Lo ha chiarito la Corte di Cassazione, quinta sezione penale, nella sentenza n. 40083/2018 (qui sotto allegata) respingendo il ricorso di un uomo che il Tribunale aveva ritenuto colpevole di diffamazione, compiuta tramite Facebook, nei confronti della sua ex convivente e madre di sua figlia.

Tra l'altro, l'uomo deduce che mentre gli era stata contestata la diffamazione tramite comunicazione con più persone sul social, nella motivazione della sentenza e nella condanna i riferimenti erano alla pubblicazione delle frasi diffamatorie su una sola bacheca Facebook.

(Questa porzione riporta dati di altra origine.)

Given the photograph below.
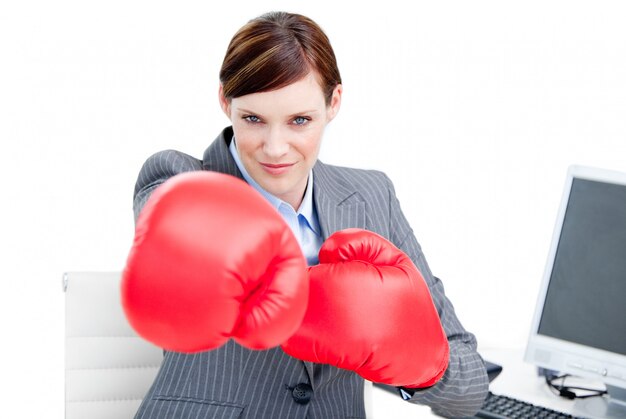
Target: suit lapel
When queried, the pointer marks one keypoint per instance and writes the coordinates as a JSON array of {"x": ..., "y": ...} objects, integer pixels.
[{"x": 338, "y": 204}]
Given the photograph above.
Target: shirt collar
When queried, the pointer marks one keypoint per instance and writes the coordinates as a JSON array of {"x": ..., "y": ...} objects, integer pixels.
[{"x": 306, "y": 209}]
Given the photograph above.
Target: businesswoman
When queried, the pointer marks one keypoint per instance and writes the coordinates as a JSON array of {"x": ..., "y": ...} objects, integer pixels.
[{"x": 280, "y": 86}]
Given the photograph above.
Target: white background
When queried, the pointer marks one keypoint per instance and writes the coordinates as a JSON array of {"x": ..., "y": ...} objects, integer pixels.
[{"x": 473, "y": 108}]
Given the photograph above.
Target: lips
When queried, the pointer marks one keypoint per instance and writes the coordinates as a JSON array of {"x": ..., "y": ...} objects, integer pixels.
[{"x": 277, "y": 169}]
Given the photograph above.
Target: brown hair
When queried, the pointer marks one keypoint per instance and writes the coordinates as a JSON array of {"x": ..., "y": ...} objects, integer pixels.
[{"x": 275, "y": 50}]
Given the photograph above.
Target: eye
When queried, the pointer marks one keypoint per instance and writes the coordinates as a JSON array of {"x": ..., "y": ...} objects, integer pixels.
[
  {"x": 253, "y": 119},
  {"x": 301, "y": 120}
]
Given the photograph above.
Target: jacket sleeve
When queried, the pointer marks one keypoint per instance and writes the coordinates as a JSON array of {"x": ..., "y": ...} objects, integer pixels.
[
  {"x": 463, "y": 388},
  {"x": 157, "y": 169}
]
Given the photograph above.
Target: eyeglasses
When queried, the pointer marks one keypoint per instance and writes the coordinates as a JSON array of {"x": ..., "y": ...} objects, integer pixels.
[{"x": 567, "y": 391}]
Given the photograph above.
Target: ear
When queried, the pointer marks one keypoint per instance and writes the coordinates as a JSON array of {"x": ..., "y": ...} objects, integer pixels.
[
  {"x": 335, "y": 103},
  {"x": 224, "y": 103}
]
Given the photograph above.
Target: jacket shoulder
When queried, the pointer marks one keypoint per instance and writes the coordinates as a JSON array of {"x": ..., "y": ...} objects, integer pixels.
[
  {"x": 157, "y": 169},
  {"x": 360, "y": 179},
  {"x": 164, "y": 164}
]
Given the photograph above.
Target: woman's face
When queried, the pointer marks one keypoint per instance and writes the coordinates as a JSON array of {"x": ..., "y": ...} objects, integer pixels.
[{"x": 279, "y": 134}]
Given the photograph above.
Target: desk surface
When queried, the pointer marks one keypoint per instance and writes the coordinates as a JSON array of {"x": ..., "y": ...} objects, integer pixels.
[{"x": 518, "y": 379}]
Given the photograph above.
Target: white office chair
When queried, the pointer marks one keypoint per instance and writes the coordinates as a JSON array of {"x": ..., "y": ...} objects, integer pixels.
[{"x": 108, "y": 368}]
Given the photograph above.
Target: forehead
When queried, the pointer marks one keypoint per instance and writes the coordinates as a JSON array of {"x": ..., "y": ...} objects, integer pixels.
[{"x": 304, "y": 94}]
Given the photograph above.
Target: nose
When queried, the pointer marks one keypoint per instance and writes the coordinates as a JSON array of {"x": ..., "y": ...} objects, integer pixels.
[{"x": 276, "y": 143}]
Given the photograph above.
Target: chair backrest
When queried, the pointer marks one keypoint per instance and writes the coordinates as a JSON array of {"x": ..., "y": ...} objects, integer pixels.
[{"x": 108, "y": 368}]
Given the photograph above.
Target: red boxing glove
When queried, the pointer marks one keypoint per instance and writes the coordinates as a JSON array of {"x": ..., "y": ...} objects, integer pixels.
[
  {"x": 370, "y": 311},
  {"x": 211, "y": 260}
]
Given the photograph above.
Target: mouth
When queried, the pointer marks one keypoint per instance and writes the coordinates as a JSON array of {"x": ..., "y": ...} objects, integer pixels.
[{"x": 277, "y": 169}]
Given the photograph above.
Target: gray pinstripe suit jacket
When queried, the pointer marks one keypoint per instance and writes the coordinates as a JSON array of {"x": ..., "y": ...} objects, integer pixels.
[{"x": 234, "y": 382}]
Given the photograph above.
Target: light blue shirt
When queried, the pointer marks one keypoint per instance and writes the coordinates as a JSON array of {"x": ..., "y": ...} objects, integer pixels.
[{"x": 304, "y": 222}]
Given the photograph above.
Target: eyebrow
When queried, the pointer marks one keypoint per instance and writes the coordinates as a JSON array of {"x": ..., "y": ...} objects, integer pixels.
[{"x": 246, "y": 111}]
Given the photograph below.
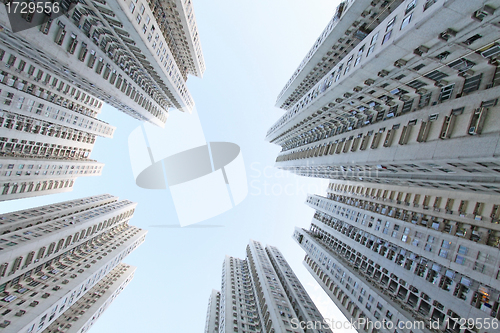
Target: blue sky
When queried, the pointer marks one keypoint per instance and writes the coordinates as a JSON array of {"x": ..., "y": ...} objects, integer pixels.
[{"x": 251, "y": 48}]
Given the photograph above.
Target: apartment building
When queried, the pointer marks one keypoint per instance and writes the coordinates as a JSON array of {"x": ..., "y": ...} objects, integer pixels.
[
  {"x": 262, "y": 294},
  {"x": 61, "y": 263}
]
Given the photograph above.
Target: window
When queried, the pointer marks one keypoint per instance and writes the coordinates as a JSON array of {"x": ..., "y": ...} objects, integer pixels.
[
  {"x": 472, "y": 39},
  {"x": 387, "y": 37},
  {"x": 390, "y": 24},
  {"x": 462, "y": 249},
  {"x": 446, "y": 244}
]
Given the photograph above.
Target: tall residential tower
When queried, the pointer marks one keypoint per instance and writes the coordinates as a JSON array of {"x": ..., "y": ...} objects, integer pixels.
[
  {"x": 403, "y": 92},
  {"x": 402, "y": 254},
  {"x": 262, "y": 294}
]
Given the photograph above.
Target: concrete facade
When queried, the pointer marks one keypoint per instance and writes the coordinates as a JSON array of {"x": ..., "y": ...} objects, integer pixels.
[
  {"x": 413, "y": 103},
  {"x": 56, "y": 256},
  {"x": 406, "y": 254},
  {"x": 262, "y": 294}
]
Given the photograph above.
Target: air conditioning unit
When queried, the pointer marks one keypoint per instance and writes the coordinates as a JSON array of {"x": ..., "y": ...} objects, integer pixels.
[{"x": 369, "y": 82}]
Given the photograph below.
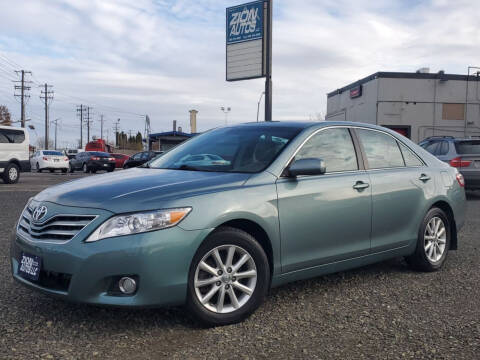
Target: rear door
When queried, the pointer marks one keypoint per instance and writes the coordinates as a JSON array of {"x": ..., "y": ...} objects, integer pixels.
[
  {"x": 325, "y": 218},
  {"x": 400, "y": 183}
]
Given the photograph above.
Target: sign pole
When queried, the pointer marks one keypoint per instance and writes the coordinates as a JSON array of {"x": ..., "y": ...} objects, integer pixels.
[{"x": 268, "y": 63}]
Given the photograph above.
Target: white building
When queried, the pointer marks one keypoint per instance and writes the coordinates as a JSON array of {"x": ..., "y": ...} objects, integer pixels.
[{"x": 418, "y": 104}]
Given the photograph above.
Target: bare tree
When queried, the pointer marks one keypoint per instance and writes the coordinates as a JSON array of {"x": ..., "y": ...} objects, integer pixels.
[{"x": 5, "y": 117}]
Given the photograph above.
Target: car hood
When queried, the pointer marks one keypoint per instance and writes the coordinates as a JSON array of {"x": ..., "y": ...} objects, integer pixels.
[{"x": 139, "y": 188}]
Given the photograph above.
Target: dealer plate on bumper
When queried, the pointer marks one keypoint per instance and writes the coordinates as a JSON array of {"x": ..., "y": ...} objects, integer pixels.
[{"x": 30, "y": 266}]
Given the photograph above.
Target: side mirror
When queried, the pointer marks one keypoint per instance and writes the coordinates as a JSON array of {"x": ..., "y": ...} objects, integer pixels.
[{"x": 311, "y": 166}]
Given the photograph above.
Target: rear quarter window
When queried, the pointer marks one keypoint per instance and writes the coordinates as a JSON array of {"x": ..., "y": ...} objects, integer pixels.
[{"x": 468, "y": 147}]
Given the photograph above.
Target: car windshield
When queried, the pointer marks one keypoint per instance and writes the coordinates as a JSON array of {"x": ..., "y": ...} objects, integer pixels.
[
  {"x": 468, "y": 147},
  {"x": 99, "y": 154},
  {"x": 245, "y": 149}
]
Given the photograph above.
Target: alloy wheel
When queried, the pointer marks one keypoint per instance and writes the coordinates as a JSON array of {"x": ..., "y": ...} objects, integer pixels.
[
  {"x": 435, "y": 239},
  {"x": 13, "y": 174},
  {"x": 225, "y": 279}
]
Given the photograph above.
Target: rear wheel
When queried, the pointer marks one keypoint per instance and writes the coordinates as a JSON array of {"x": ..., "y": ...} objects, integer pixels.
[
  {"x": 228, "y": 279},
  {"x": 11, "y": 174},
  {"x": 433, "y": 243}
]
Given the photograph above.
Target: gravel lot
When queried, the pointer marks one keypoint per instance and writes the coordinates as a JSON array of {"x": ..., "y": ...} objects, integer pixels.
[{"x": 379, "y": 311}]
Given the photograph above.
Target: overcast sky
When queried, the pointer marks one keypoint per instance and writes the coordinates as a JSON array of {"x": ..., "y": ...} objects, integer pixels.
[{"x": 126, "y": 58}]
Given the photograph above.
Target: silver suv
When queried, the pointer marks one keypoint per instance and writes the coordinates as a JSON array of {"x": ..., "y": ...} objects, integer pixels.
[{"x": 463, "y": 154}]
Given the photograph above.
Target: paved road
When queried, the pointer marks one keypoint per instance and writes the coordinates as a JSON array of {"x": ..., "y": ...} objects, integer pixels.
[{"x": 380, "y": 311}]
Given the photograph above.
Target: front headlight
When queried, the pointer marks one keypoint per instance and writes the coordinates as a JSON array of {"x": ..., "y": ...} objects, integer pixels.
[{"x": 138, "y": 223}]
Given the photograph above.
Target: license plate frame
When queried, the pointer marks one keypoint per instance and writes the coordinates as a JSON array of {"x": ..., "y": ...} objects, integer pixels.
[{"x": 29, "y": 266}]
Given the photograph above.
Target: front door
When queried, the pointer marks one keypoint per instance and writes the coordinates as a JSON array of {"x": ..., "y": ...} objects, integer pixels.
[{"x": 325, "y": 218}]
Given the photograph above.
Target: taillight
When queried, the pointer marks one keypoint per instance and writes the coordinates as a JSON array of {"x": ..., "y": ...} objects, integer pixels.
[{"x": 458, "y": 162}]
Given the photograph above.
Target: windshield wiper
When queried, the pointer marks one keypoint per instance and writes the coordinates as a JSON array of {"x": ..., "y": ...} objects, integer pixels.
[{"x": 187, "y": 167}]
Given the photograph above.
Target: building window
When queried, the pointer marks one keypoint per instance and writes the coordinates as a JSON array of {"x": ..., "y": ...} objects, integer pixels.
[{"x": 453, "y": 112}]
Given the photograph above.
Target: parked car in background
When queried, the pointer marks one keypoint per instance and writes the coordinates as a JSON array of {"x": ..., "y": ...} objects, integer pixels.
[
  {"x": 98, "y": 145},
  {"x": 295, "y": 200},
  {"x": 49, "y": 160},
  {"x": 463, "y": 154},
  {"x": 120, "y": 159},
  {"x": 14, "y": 153},
  {"x": 92, "y": 161},
  {"x": 140, "y": 158}
]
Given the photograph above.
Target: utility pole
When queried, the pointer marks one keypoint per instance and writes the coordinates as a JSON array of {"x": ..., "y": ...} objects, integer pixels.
[
  {"x": 56, "y": 124},
  {"x": 88, "y": 123},
  {"x": 268, "y": 6},
  {"x": 101, "y": 126},
  {"x": 80, "y": 111},
  {"x": 46, "y": 95},
  {"x": 22, "y": 87},
  {"x": 115, "y": 127}
]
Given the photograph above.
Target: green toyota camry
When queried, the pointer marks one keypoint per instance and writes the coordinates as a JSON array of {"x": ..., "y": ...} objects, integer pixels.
[{"x": 217, "y": 221}]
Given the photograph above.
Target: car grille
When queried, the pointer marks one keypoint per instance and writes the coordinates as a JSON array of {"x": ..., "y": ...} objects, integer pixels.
[{"x": 59, "y": 228}]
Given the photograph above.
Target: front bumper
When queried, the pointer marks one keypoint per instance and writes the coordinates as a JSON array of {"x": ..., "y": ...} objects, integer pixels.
[
  {"x": 160, "y": 259},
  {"x": 47, "y": 165}
]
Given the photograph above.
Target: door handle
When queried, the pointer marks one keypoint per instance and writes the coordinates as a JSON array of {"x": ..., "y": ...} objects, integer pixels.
[
  {"x": 424, "y": 178},
  {"x": 360, "y": 185}
]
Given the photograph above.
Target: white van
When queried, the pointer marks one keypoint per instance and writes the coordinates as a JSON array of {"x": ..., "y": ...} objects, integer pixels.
[{"x": 14, "y": 153}]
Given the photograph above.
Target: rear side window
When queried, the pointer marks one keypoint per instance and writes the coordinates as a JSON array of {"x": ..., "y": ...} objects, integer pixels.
[
  {"x": 468, "y": 147},
  {"x": 12, "y": 136},
  {"x": 334, "y": 146},
  {"x": 410, "y": 158},
  {"x": 443, "y": 148},
  {"x": 382, "y": 150},
  {"x": 431, "y": 148}
]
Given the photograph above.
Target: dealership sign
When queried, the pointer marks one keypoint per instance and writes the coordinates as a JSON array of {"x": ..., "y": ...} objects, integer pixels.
[{"x": 245, "y": 41}]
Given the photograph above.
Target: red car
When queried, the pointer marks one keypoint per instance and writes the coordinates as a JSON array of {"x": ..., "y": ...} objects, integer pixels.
[{"x": 120, "y": 159}]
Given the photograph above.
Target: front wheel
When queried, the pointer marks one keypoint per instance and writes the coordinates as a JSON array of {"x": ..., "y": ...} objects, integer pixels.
[
  {"x": 228, "y": 279},
  {"x": 433, "y": 242},
  {"x": 11, "y": 174}
]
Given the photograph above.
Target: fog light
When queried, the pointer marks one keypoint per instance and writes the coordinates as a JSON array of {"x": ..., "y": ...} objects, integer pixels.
[{"x": 127, "y": 285}]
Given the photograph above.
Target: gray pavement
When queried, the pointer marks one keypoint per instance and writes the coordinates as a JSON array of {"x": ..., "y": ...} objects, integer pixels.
[{"x": 383, "y": 311}]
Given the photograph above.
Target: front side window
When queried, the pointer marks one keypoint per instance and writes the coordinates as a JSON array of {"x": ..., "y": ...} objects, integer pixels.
[
  {"x": 410, "y": 158},
  {"x": 245, "y": 149},
  {"x": 432, "y": 147},
  {"x": 334, "y": 146},
  {"x": 12, "y": 136},
  {"x": 382, "y": 150}
]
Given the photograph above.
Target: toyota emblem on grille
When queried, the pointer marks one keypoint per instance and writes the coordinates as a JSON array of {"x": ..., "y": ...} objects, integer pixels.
[{"x": 39, "y": 213}]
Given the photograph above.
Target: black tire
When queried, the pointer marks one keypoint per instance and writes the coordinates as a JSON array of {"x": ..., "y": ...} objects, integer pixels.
[
  {"x": 238, "y": 238},
  {"x": 420, "y": 260},
  {"x": 11, "y": 174}
]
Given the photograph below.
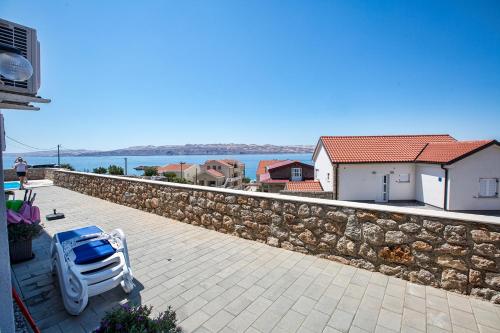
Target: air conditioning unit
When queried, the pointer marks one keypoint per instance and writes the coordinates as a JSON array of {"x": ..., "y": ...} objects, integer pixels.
[{"x": 24, "y": 39}]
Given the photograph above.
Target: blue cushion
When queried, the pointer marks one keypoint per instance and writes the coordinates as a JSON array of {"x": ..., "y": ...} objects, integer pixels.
[
  {"x": 93, "y": 251},
  {"x": 64, "y": 236}
]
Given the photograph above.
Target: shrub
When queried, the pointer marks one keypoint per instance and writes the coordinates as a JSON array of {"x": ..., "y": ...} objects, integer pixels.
[
  {"x": 136, "y": 320},
  {"x": 23, "y": 231},
  {"x": 115, "y": 170},
  {"x": 150, "y": 171},
  {"x": 100, "y": 170},
  {"x": 67, "y": 166}
]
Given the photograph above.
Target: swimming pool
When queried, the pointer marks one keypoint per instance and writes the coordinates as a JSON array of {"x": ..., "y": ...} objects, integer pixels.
[{"x": 11, "y": 185}]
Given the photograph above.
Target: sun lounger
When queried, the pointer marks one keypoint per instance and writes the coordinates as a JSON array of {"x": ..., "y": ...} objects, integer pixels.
[{"x": 88, "y": 262}]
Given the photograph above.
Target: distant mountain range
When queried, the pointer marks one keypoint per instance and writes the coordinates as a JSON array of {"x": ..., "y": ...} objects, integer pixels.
[{"x": 189, "y": 149}]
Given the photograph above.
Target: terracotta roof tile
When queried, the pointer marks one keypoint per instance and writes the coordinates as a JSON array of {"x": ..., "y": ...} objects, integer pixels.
[
  {"x": 261, "y": 168},
  {"x": 280, "y": 164},
  {"x": 446, "y": 152},
  {"x": 173, "y": 167},
  {"x": 371, "y": 149},
  {"x": 304, "y": 186},
  {"x": 215, "y": 173}
]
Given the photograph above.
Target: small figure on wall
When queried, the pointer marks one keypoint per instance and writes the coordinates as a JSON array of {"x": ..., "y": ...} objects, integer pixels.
[{"x": 21, "y": 168}]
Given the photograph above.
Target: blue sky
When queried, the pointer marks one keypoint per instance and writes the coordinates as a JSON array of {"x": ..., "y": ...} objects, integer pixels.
[{"x": 123, "y": 73}]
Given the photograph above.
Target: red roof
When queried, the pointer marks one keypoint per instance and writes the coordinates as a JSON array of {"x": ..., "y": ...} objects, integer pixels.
[
  {"x": 215, "y": 173},
  {"x": 372, "y": 149},
  {"x": 261, "y": 168},
  {"x": 175, "y": 167},
  {"x": 446, "y": 152},
  {"x": 304, "y": 186},
  {"x": 281, "y": 163}
]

Condotte che, secondo la difesa, non sarebbero state coincidenti.

Gli Ermellini, in realtà, rilevano come la condotta del ricorrente si inserisca in un contesto più complesso di atti di minaccia, molestie e maltrattamenti nei confronti della persona offesa, sua ex convivente, che hanno portato alla sua condanna, in altro procedimento penale, per il reato di cui all'art. 572 c.p. (Maltrattamenti contro familiari e conviventi).

La sentenza impugnata, spiega la Cassazione, ha dato atto della provata riferibilità al ricorrente della condotta diffamatoria con motivazione logica ed esauriente, richiamando precedenti giurisprudenziali che confermano la configurabilità della diffamazione in caso di diffusione di un messaggio tramite bacheca Facebook.

Da respingere anche la doglianza difensiva secondo cui non vi sarebbe stata coincidenza tra la condotta descritta nel capo di imputazione di "comunicazione con più persone su Facebook" e quella di "pubblicazione mediante l'inserimento in una bacheca Facebook".

Cassazione: diffamazione offendere la ex tramite la bacheca Facebook

Nel caso di specie, chiarisce la Cassazione, non si rileva alcuna reale discrasia tra le due condotte: l'imputazione si riferisce a una comunicazione (dei contenuti diffamatori contestati) con più persone, sul social network denominato Facebook, che non esclude affatto l'utilizzo di una "bacheca" per tale diffusione, ovvero di un "luogo virtuale", collegato al profilo social dell'utente, all'interno del quale è possibile inserire post, immagini, filmati, link che vengono visualizzati da tutti coloro che hanno accesso a detto profilo.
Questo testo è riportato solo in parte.